Edo currently lives in Australia where he spends his time playing video games and enjoying his wife's cooking.

2 comments

  1. Great Movie!! I was raised in the Missouri Ozarks area where the film was set and filmed. This is the part of the US that loves Sara Palin, Rush Limbaugh (who is from Missouri) and voted for GW Bush twice. I have to say that the film was amazingly “true to life” in every detail. Most teenage girls in the Ozarks have similar levels of responsibility wether “Dad” is around or not. I would also like to say that you don’t have to be desperately hungry to hunt and eat squirrels either. It is considered very good food in the hills. I have eaten it many times and it is delicious when cooked correctly.

    I have been dismayed reading many of these reviews calling it a “fake” and/or “phony” and contrived film. I do understand that the character of Ree Dolly certainly has many wonderful and admirable qualities that seem to have developed in a vacuum. Ree Dolly needs to be that sort of character for the rest of the film to work and not simply be a documentary of the endless poverty endured in the Ozarks for generation after generation. I grew up EXACTLY in that part of Missouri and Ree’s character aside, it is EXACTLY correct in the look, the language and the behaviors there.

    I would also like to address the meth epidemic that has raced across huge sections of the rural Midwest America. I was raised in the Ozarks from 1963 until 2009 and I watched the moonshiners lose out as Sunday Blue Laws and Dry County Laws were voted down or abandoned. Then marijuana became THE big cash crop that survived and thrived for many years until “Daddy” Bush’s anti-marihuana laws poured in tons of money to local law enforcement and new laws confiscating lands forced the richer growers indoors. It was finally in the mid 1990s when you began to see meth force out ALL the remaining marihuana farmers and moonshiners. Counties began to get in meth dealing Sheriffs and the old games were OVER. In my Ozark County (Morgan) during the late 1990s a deputy sheriff’s home mysteriously exploded and then was investigated by the FBI. I watched as the marijuana became hard to find and evil meth take over.

    The people of the Ozarks have always been clannish, hostile to outsiders and proudfully ignorant and primitive in their opinions of society and politics. Those traits are nothing new or something that manifested due to meth. But the introduction of meth has struck down many good men and women who might have made the culture a tiny bit more tolerant or hopeful.

    But along with the continuing devastation of multi generational poverty and vastly inferior schools there is also a great beauty in the land and the people of the region that you can see in a short movie shot in the Ozarks at;
    http://www.youtube.com/watch?v=avq3-lBgyzs

    or my longer version at:

    http://www.youtube.com/watch?v=eTKWqKTGwTg

    Many an unbelievably gifted musician lived and died in those hills never having recognition from anyone outside of the hills.

    I strongly urge everyone to watch this movie because it is VERY
    truthful and realistic of how parts of the US survive.
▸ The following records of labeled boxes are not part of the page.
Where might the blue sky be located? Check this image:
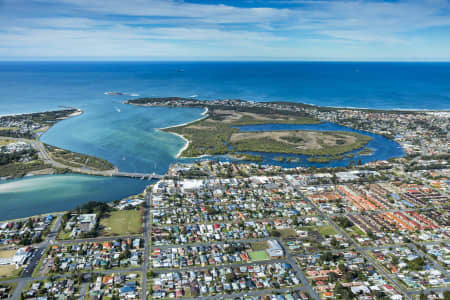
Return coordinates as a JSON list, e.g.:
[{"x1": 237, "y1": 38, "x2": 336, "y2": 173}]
[{"x1": 0, "y1": 0, "x2": 450, "y2": 61}]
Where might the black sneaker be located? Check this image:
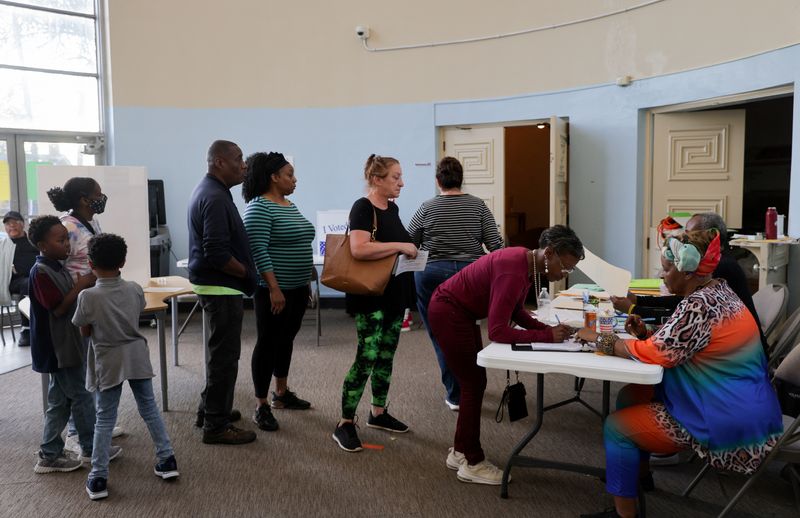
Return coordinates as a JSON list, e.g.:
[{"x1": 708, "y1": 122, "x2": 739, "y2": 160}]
[
  {"x1": 153, "y1": 455, "x2": 180, "y2": 480},
  {"x1": 86, "y1": 477, "x2": 108, "y2": 500},
  {"x1": 331, "y1": 422, "x2": 363, "y2": 452},
  {"x1": 203, "y1": 424, "x2": 256, "y2": 444},
  {"x1": 270, "y1": 389, "x2": 311, "y2": 410},
  {"x1": 367, "y1": 410, "x2": 408, "y2": 433},
  {"x1": 253, "y1": 405, "x2": 278, "y2": 432},
  {"x1": 194, "y1": 409, "x2": 242, "y2": 428}
]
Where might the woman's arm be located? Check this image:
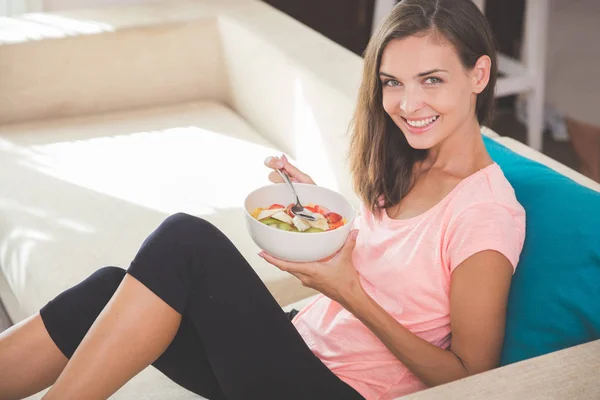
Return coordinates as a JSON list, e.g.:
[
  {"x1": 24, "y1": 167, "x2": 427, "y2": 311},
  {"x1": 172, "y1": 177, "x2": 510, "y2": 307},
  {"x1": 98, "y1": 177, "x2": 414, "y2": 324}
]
[{"x1": 343, "y1": 250, "x2": 513, "y2": 386}]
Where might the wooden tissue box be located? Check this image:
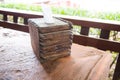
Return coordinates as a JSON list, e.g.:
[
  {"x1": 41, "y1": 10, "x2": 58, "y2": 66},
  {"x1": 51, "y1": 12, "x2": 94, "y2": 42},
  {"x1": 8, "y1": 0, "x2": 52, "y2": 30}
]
[{"x1": 28, "y1": 18, "x2": 73, "y2": 62}]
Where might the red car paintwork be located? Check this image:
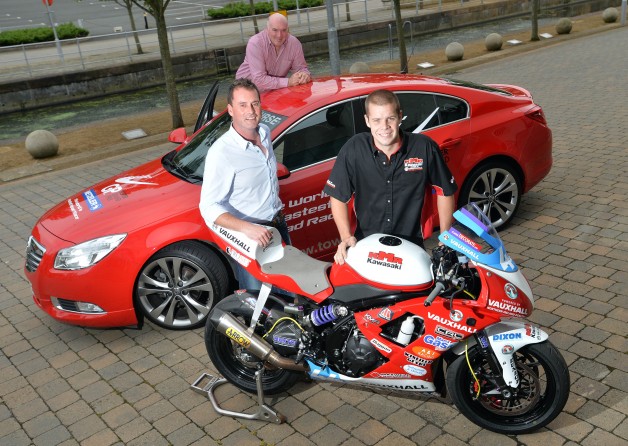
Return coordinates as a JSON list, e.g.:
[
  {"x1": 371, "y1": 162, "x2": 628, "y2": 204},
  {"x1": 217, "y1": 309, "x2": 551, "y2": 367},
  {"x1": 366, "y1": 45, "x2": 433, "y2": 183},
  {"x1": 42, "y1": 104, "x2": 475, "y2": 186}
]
[{"x1": 25, "y1": 75, "x2": 552, "y2": 327}]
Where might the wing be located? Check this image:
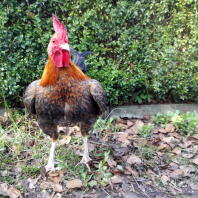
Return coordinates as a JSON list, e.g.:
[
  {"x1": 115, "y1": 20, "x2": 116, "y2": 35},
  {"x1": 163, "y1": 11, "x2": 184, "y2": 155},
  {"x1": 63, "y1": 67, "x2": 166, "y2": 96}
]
[
  {"x1": 90, "y1": 80, "x2": 107, "y2": 113},
  {"x1": 23, "y1": 80, "x2": 39, "y2": 114}
]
It also shows a part of America that is VERY often overlooked because many are (rightfully) ashamed that this sort of 3rd world poverty exits in the US. I personally feel that the Federal US government needs to inject a LOT more funding and OVERSITE of the rural school districts in order to overcome the generations of prideful ignorance that governs the mindset of many born into that rural America culture.

  2. i thought this film was great.

    that poster is completely ridiculous and misleading though.